Work

Optimizing Customer Support Operations

Transformers
NLP
Automation
SFT

Customer support team
Live site:

ml.aiengineer.work

The Business Problem

In today’s dynamic business landscape, organizations are increasingly recognizing the pivotal role customer feedback plays in shaping the trajectory of their products and services. The ability to swiftly and effectively respond to customer input not only fosters enhanced customer experiences but also serves as a catalyst for growth, prolonged customer engagement, and the nurturing of lifetime value relationships. As a dedicated Product Manager or Product Analyst, staying attuned to the voice of your customers is not just a best practice; it’s a strategic imperative.

While your organization may be inundated with a wealth of customer-generated feedback and support tickets, your role entails much more than just processing these inputs. To make your efforts in managingg customer experience and expectations truly impactful, you need a structured approach – a method that allows you to discern the most pressing issues, set priorities, and allocate resources judiciously. One of the most effective strategies at your disposal is to harness the power of Support Ticket Categorization utilizing Natural Language Processing (NLP).

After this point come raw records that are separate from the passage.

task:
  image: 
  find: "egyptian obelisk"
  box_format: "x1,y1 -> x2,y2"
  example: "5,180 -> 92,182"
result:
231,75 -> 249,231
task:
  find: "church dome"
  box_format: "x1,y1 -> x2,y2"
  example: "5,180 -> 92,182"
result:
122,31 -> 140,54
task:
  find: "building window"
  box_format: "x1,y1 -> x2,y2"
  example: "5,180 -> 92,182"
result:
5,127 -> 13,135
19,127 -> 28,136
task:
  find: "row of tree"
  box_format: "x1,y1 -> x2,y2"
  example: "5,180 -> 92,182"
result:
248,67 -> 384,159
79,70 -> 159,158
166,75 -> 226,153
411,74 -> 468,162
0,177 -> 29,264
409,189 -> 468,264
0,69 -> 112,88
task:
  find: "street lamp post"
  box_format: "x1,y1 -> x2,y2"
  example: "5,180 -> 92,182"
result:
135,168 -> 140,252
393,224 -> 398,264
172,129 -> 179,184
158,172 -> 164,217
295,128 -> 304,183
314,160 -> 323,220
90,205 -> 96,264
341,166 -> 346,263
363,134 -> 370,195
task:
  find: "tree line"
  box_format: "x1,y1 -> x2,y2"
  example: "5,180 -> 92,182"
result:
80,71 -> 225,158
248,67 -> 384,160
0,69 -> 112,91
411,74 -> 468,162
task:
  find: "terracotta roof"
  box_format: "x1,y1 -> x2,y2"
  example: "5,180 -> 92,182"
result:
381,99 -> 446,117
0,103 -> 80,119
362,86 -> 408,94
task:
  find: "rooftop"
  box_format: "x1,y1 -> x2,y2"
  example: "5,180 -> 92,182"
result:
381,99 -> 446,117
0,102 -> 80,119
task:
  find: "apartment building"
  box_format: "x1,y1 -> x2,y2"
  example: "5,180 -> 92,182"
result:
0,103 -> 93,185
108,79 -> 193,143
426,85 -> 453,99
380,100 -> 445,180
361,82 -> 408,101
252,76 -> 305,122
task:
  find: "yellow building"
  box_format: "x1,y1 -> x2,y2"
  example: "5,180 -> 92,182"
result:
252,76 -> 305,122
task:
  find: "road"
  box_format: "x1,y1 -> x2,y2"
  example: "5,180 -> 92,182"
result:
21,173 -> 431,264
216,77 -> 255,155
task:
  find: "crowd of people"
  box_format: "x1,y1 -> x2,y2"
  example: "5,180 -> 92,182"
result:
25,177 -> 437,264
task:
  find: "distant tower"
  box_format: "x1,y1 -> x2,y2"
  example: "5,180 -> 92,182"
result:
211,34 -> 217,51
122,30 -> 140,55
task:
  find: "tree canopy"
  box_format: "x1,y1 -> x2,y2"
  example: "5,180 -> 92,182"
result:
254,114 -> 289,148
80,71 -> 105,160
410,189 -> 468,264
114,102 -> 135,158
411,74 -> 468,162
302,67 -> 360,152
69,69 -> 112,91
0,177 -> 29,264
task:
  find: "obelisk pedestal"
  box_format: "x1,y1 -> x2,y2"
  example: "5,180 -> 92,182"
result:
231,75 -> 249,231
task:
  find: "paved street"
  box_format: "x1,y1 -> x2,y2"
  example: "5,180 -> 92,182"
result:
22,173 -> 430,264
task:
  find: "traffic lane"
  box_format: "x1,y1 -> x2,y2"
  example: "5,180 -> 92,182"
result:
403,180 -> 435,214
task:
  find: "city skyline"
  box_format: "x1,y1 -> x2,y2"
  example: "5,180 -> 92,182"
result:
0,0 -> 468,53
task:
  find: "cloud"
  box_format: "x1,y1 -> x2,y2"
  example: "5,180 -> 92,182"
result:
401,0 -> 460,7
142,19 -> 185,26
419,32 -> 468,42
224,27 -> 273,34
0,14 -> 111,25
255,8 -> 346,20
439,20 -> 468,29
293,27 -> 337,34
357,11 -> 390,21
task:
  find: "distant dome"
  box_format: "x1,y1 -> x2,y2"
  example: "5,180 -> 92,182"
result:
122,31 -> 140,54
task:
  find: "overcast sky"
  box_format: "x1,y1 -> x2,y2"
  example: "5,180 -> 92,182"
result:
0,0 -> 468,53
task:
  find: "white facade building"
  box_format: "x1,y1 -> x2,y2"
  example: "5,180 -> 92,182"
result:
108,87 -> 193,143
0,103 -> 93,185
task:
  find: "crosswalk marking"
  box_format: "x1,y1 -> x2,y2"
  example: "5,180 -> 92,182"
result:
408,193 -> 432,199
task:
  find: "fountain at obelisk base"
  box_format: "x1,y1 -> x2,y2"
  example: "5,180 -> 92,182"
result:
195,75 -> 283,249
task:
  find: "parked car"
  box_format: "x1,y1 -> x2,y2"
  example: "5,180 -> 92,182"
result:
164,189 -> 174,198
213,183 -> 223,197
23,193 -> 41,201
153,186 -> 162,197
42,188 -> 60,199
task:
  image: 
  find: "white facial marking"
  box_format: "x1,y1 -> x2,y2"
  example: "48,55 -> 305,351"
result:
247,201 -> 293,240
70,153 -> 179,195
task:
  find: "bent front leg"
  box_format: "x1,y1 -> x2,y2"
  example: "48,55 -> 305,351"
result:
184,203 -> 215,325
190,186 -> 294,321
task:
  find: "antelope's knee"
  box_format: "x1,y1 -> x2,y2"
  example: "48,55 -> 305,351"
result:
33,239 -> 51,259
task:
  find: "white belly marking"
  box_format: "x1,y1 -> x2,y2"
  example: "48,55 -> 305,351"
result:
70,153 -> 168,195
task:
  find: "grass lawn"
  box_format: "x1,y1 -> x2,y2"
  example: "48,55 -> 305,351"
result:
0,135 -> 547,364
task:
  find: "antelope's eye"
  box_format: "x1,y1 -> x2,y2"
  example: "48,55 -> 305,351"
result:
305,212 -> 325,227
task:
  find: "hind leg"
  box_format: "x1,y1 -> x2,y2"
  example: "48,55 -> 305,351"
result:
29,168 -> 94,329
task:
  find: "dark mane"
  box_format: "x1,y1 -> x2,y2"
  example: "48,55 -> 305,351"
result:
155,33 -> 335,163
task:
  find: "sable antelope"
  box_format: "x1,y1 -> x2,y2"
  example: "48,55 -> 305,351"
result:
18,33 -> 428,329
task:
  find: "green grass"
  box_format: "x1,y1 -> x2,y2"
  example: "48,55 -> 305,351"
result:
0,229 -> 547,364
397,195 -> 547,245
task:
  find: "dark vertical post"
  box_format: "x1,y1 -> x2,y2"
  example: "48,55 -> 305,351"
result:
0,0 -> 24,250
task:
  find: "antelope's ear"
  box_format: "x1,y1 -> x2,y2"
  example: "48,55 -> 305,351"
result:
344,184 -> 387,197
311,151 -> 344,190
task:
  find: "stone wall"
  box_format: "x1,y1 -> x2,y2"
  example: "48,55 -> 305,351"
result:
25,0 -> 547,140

In this notebook, I’ll develop a support ticket categorization system that accurately classifies incoming tickets, assigns relevant tags based on their content, implements mechanisms and generate the first response based on the sentiment for prioritizing tickets for prompt resolution.

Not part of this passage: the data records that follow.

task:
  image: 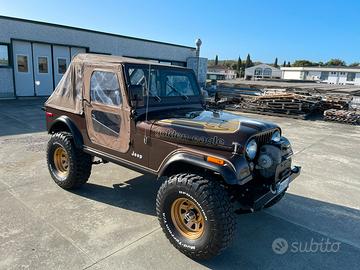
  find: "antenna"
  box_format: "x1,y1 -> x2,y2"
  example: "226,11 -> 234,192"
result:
144,64 -> 151,144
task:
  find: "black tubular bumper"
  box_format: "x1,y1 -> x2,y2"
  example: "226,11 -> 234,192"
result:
252,166 -> 301,211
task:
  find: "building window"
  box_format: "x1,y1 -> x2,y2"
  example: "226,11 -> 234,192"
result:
0,44 -> 10,67
254,68 -> 262,76
171,61 -> 186,67
16,55 -> 29,72
38,56 -> 49,73
263,68 -> 272,77
320,71 -> 329,81
346,72 -> 356,82
58,58 -> 67,74
90,71 -> 121,106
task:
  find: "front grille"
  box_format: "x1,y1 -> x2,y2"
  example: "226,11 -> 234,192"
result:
254,129 -> 276,145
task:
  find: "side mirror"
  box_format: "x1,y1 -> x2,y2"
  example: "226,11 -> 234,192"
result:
128,84 -> 144,107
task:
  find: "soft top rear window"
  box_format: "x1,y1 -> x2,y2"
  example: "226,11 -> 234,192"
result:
125,65 -> 200,99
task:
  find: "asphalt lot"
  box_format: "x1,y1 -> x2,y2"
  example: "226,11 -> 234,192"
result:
0,99 -> 360,270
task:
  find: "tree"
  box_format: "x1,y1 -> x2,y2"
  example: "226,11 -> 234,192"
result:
326,58 -> 346,66
274,57 -> 278,67
245,54 -> 253,68
236,56 -> 242,77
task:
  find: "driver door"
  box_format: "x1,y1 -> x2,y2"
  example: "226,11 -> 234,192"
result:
84,68 -> 130,153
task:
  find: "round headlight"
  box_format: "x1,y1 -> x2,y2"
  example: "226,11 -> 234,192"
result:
271,130 -> 281,142
245,140 -> 257,159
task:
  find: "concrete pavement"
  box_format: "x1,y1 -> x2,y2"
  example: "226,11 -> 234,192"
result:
0,99 -> 360,269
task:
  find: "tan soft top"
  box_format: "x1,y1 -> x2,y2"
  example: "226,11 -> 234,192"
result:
45,53 -> 181,114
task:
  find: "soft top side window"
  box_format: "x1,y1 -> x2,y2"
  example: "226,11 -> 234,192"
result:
90,71 -> 122,106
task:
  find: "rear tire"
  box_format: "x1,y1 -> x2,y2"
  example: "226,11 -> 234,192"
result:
47,132 -> 92,189
156,173 -> 235,259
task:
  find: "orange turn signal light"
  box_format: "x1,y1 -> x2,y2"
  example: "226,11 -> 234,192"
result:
206,157 -> 225,165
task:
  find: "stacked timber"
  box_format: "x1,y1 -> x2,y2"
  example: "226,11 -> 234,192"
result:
324,109 -> 360,125
319,95 -> 351,112
238,93 -> 321,117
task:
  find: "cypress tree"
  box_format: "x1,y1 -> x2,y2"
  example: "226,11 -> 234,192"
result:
245,54 -> 252,68
236,56 -> 242,77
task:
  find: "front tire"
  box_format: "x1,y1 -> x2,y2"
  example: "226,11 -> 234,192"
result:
46,132 -> 92,189
156,173 -> 235,259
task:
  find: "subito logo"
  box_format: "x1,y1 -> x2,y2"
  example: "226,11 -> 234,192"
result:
272,238 -> 289,255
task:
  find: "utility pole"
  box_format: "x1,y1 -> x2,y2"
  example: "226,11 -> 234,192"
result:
195,38 -> 202,82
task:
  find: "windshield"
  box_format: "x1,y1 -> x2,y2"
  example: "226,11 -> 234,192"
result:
125,65 -> 200,102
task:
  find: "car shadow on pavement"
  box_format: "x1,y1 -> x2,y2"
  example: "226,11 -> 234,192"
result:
74,175 -> 360,269
72,175 -> 161,216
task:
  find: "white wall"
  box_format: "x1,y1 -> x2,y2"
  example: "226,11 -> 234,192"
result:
282,70 -> 302,80
0,17 -> 200,95
0,68 -> 14,98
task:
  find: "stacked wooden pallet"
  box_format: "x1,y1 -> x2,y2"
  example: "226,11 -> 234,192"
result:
241,93 -> 320,116
319,95 -> 351,112
324,109 -> 360,125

TL;DR - Analysis and Conclusion

This project implemented a NLP-based support ticket categorization system to improve operational efficiency in customer support. Using prompt engineering with a large language model, we developed a solution that accurately categorizes tickets, assigns relevant tags, prioritizes tickets, and generates initial responses based on content analysis.

The system successfully processed support tickets across four key tasks:

  1. Categorization: Assigned tickets to specific categories (Data Recovery, Hardware Issues, Technical Issues)
  2. Tagging: Generated relevant tags for each ticket to improve searchability and tracking
  3. Prioritization: Evaluated ticket urgency and assigned appropriate priority levels (High, Medium, Low)
  4. Response Generation: Created contextually appropriate initial responses to tickets

My engineered implementation demonstrates the potential of NLP to transform customer support operations by automating routine tasks, improving consistency, and enabling support teams to focus on complex customer issues.

Next Steps

  • Implement agentic AI Agents to offload some of the lower-level tasks.
  • Try different models to measure model response quality.
  • Implement a ML pipeline to monitor model response.
  • Evaluate safety and ethicial responses.
  • Add guardrails to the response.
  • Monitor performance of model.
  • A/B test model with other model(s) in staging and production environments.
  • Request product owner and/or project manager determine key metrics that can be used to measure productivity gains and cost savings.